Buiten extra kosten en een enorme administratie, zou het Belgische ontwerp geen enkele meerwaarde bieden in vergelijking met de huidige toestand. De lastenboeken bevatten naast technische eisen, ook heel wat (eigen)milieunormen die de toeleverancier moet naleven. Zo worden al heel wat chemische stoffen uitgesloten, hoewel hun gebruik volkomen legaal is. Dit past veelal in het kader van een milieucertificatie zoals ISO 14000 of EMAS. Anderzijds zorgt een integraal kwaliteitssysteem (ISO 9000) ervoor dat deze procedures systematisch worden toegepast oor valle toeleveranciers. De filosofie achter deze aanpak is echter diametraal in tegenstelling met de vraag van de Belgische overheid.
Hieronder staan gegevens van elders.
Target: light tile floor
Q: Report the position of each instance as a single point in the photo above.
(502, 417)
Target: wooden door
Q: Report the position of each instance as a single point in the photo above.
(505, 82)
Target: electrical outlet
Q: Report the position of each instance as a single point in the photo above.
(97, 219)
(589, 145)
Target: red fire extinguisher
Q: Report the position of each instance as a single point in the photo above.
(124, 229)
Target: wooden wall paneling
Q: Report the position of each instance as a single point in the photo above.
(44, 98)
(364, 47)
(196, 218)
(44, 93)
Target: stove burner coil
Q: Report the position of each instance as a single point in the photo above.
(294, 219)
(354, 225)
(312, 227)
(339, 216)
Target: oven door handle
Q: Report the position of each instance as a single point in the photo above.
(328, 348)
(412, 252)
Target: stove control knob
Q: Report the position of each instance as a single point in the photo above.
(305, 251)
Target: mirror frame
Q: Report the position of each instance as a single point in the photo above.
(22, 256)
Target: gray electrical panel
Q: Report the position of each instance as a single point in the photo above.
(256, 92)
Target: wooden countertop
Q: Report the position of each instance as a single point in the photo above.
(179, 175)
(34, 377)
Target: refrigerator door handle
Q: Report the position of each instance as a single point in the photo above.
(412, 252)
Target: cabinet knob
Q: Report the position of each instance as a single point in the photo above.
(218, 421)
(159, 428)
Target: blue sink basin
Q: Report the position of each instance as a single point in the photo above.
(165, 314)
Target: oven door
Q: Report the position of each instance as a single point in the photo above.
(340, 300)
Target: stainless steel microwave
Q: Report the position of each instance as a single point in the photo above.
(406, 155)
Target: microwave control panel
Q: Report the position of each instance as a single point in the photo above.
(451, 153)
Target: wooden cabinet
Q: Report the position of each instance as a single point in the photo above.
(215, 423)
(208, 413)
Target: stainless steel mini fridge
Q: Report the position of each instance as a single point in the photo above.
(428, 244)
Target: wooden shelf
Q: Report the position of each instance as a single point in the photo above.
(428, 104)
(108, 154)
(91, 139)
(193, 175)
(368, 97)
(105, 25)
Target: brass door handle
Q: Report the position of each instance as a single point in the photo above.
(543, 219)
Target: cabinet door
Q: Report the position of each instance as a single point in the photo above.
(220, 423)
De constructeurs bepalen op basis van de wetgeving en hun eigen milieustandaarden welke stoffen zij niet in hun voertuigen wensen aan te treffen. Dit maakt een gerichte en efficiënte controle mogelijk. De Belgische overheid vraagt echter om honderden stoffen in kaart te brengen, zonder aan te geven welke voor haar prioritair zijn. Bovendien, zoals reeds vermeld, zullen de producenten bij de typekeuring moeten aantonen dat de wagen voor 95% nuttig toepasbaar is en voor 85% recycleerbaar.


Dit betekent dat het afval van autowrakken in de toekomst een nog geringere aandeel in de Europese afvalberg zal hebben dan vandaag. En dan geldt nog het verbod op het gebruik van 4 zware metalen. Dus welke bijkomende garanties op het vlak van preventie zijn er dan nog nodig ?

...en is in strijd met de Europese vrije markt...

Andere lidstaten zoals Duitsland en Nederland, toch herhaaldelijk als stichtend milieuvoorbeeld geciteerd, hebben dit duidelijk begrepen en leggen de klemtoon op de milieuvriendelijke verwerking van autowrakken en de transparante rapportering hierover. Dit zou tot de absurde situatie kunnen leiden dat in België een bepaald model niet zou mogen verkocht worden, terwijl er voor de andere lidstaten geen vuiltje aan de lucht is. De Belgische administratie beroept zich hierbij op de sancties voorzien in de wet op de productnormen. Hier dreigt men in conflict te komen met het principe van het vrij verkeer van goederen binnen de EU, en meer bepaald met de kaderrichtlijn 70/156/EEG betreffende de typegoedkeuring van voertuigen. Voor personenwagens bestaat sinds 1996 de verplichte Europese homologatie. Wanneer een voertuig voldoet aan alle homologatievoorschriften, dan moet elke lidstaat de inschrijving van dit voertuig op haar grondgebied toestaan. Ze
mogen dus niet meer, maar ook niet minder eisen. Een lidstaat kan de inschrijving van een voertuig, dat over
een geldig Europees gelijkvormigheidsattest beschikt, slechts weigeren indien de betrokken lidstaat bewijst dat het voertuig op ernstige wijze de verkeersveiligheid in gevaar brengt. Dergelijke weigering moet beperkt zijn tot zes maanden en de lidstaat moet onmiddellijk de Commissie en de andere lidstaten op de hoogte brengen. FEBIAC betwist dan ook de rechtsgeldigheid van de sancties die in de ontwerptekst voorzien zijn. Als België de tekst in zijn huidige vorm aan de Commissie zou notifiëren, loopt men een groot risico dat men zijn huiswerk zal moeten overdoen, met een grote vertraging tot gevolg. Dit kan toch de bedoeling niet zijn?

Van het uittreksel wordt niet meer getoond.